Gli avvocati. Radio Carcere era rimasta in silenzio, ma la decisione di affidarsi a un legale d’ufficio era il segnale di un cambiamento di rotta. Anche se l’avvocato del Foro barbaricino Giuseppino Monni, che ebbe l’incarico, ha poi avuto la nomina di fiducia da Iovine per un procedimento davanti al giudice di sorveglianza del tribunale di Nuoro.

’O Ninno si stava avvicinando allo Stato? «La prima cosa che ho pensato è stata che si sarebbe pentito – ha ricordato Roberto Saviano, giovedì scorso sulle pagine della Repubblica –. L’ho scritto e, come spesso accade fui deriso e preso per visionario. Invece è successo ma non riesco ancora a capire perché». È successo che questi tre anni e mezzo passati in una cella barbaricina sono serviti eccome se sono serviti ad Antonio Iovine da San Cipriano d’Aversa delfino di Francesco Schiavone detto Sandokan.

Il braciere. Il buio di Badu ’e Carros, la vecchia Cayenna delle Brigate rosse («un braciere perennemente acceso», così lo chiamò sul finire degli anni Settanta l’allora procuratore della Repubblica di Nuoro Francesco Marcello), gli è servito per tentare di dare nuova luce alla sua vita tutto sommato giovane. Tanto giovane da poterci fare non uno ma due pensierini sul pentimento.
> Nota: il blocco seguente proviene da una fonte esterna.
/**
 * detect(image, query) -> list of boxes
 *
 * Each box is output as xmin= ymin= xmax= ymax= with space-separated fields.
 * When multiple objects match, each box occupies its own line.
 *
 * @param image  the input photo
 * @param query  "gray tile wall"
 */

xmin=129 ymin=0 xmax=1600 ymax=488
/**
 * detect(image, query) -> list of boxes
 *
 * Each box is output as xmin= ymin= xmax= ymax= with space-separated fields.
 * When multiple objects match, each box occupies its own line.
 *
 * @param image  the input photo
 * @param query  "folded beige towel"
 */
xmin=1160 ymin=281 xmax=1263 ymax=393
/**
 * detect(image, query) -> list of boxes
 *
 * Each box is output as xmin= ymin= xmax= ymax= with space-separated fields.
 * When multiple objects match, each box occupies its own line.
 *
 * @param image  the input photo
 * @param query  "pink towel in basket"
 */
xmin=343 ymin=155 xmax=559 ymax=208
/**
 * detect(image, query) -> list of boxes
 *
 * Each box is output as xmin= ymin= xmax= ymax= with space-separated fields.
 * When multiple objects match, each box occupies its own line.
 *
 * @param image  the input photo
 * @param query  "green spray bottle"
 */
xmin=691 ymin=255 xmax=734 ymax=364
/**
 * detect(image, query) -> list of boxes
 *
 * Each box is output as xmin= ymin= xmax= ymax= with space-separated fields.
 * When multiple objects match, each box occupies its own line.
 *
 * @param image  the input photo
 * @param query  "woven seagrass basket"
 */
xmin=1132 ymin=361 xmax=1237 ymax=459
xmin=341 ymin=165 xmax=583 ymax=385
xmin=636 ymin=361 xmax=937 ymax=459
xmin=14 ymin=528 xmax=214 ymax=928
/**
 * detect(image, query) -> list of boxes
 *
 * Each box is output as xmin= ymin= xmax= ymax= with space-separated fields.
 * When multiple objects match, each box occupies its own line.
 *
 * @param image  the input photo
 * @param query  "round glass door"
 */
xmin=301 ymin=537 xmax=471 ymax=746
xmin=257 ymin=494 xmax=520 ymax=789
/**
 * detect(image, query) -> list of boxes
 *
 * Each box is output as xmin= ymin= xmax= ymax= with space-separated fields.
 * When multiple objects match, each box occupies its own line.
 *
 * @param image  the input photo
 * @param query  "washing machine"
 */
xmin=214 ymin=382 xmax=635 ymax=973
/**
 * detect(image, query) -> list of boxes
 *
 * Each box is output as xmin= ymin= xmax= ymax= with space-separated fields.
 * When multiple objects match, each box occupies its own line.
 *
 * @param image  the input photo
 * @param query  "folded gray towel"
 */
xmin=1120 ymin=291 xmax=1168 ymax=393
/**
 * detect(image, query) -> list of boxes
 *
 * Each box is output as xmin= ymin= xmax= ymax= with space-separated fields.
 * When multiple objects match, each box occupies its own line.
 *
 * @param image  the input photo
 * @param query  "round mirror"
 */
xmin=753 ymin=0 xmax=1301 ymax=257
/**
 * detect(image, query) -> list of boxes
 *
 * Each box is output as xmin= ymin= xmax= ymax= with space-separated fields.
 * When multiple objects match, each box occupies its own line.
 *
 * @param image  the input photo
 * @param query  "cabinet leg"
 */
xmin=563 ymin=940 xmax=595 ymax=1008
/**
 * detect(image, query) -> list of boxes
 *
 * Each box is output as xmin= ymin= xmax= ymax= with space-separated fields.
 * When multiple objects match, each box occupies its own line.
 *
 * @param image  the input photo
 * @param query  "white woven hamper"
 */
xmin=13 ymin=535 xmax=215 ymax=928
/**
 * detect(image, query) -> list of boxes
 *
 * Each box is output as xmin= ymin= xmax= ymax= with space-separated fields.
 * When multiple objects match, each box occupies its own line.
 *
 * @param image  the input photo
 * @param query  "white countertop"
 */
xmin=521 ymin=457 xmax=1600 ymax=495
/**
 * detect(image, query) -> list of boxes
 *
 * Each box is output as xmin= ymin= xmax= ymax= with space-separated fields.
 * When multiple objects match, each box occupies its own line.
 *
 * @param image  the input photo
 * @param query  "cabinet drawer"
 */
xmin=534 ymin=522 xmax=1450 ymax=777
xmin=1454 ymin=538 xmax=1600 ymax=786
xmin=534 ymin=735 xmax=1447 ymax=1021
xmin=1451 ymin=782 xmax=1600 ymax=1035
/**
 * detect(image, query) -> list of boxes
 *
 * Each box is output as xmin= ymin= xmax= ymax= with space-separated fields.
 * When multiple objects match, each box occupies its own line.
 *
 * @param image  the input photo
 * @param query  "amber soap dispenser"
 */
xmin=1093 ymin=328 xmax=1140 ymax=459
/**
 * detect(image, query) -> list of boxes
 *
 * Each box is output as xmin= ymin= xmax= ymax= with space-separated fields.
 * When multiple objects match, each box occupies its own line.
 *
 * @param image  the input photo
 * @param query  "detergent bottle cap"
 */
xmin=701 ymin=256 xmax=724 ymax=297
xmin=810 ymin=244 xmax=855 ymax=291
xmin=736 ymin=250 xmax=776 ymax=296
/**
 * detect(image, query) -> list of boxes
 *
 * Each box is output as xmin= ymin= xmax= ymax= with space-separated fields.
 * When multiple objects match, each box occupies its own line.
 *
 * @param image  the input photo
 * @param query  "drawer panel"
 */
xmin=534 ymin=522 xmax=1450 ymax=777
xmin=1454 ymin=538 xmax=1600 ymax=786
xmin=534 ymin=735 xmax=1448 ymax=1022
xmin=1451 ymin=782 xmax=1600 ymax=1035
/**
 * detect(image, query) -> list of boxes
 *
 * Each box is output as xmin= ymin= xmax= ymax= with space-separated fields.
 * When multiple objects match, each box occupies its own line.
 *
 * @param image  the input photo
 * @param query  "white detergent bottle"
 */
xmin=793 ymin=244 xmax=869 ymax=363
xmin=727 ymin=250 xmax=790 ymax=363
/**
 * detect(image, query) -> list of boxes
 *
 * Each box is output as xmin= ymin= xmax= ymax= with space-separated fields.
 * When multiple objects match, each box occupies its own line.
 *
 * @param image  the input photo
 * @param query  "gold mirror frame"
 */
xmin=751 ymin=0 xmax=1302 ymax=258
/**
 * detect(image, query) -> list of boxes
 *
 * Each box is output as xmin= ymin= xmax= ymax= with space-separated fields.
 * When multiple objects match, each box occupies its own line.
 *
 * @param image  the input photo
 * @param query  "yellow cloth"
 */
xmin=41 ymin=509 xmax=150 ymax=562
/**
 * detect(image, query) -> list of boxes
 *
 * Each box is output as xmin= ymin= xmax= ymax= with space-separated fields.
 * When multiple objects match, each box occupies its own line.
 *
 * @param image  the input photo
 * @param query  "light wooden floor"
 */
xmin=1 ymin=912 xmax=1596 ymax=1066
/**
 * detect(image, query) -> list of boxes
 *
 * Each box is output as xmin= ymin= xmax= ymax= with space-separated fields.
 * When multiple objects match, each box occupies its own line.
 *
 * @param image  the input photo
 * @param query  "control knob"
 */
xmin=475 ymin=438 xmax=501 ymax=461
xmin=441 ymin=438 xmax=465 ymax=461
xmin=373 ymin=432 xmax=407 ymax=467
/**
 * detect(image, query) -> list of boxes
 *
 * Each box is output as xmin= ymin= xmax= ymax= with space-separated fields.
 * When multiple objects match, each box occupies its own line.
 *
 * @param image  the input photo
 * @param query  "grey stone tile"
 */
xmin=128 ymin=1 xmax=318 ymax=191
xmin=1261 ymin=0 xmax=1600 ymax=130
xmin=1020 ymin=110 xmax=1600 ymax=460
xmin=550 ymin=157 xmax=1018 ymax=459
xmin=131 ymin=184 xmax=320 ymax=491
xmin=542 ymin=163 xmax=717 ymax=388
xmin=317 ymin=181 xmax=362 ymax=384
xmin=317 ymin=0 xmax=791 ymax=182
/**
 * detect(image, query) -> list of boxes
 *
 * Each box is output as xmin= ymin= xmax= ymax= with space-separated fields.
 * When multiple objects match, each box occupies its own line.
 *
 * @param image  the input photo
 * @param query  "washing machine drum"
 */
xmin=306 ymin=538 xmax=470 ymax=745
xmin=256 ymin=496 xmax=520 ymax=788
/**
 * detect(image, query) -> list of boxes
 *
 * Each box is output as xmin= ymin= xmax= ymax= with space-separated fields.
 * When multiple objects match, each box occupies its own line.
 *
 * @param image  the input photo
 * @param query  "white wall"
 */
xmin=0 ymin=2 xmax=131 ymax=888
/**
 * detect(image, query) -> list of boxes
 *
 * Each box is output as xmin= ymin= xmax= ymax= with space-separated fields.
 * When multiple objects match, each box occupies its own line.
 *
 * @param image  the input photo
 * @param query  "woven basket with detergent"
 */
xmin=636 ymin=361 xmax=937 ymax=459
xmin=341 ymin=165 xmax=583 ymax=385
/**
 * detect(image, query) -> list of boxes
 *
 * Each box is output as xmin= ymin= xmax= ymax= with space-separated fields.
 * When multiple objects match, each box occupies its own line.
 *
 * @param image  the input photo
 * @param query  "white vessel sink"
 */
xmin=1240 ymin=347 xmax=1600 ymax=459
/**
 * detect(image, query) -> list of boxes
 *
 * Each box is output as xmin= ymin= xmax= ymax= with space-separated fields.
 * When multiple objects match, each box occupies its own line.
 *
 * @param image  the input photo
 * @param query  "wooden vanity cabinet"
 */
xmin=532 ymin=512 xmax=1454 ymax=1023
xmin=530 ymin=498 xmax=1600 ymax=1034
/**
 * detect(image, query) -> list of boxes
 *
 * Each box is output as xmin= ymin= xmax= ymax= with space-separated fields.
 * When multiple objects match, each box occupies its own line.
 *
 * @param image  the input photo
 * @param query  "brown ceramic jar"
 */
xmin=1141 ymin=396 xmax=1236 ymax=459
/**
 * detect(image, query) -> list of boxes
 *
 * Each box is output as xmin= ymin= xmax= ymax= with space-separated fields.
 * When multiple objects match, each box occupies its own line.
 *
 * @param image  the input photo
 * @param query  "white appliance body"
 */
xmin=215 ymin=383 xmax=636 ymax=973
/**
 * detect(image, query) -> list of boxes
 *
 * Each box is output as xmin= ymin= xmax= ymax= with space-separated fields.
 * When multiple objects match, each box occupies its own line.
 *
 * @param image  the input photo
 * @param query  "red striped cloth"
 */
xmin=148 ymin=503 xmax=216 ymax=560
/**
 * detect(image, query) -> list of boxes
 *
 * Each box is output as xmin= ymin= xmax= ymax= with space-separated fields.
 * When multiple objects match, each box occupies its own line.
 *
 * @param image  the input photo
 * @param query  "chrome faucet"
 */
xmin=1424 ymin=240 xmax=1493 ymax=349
Così ha iniziato a collaborare con la Giustizia, a rispondere alle domande dei pm Antonello Ardituro e Cesare Sirignano del pool anticamorra di Napoli. Da Nuoro a Napoli, dunque. Anche se nulla si sa sulla nuova destinazione del superboss di Gomorra. Certo è che nei giorni scorsi è scattato il piano di protezione dei famigliari di Antonio Iovine. Eclissati i figli, eclissata la moglie. Spariti come è sparito da Nuoro ’o Ninno. Il “bambino” sepolto vivo e ora resuscitato.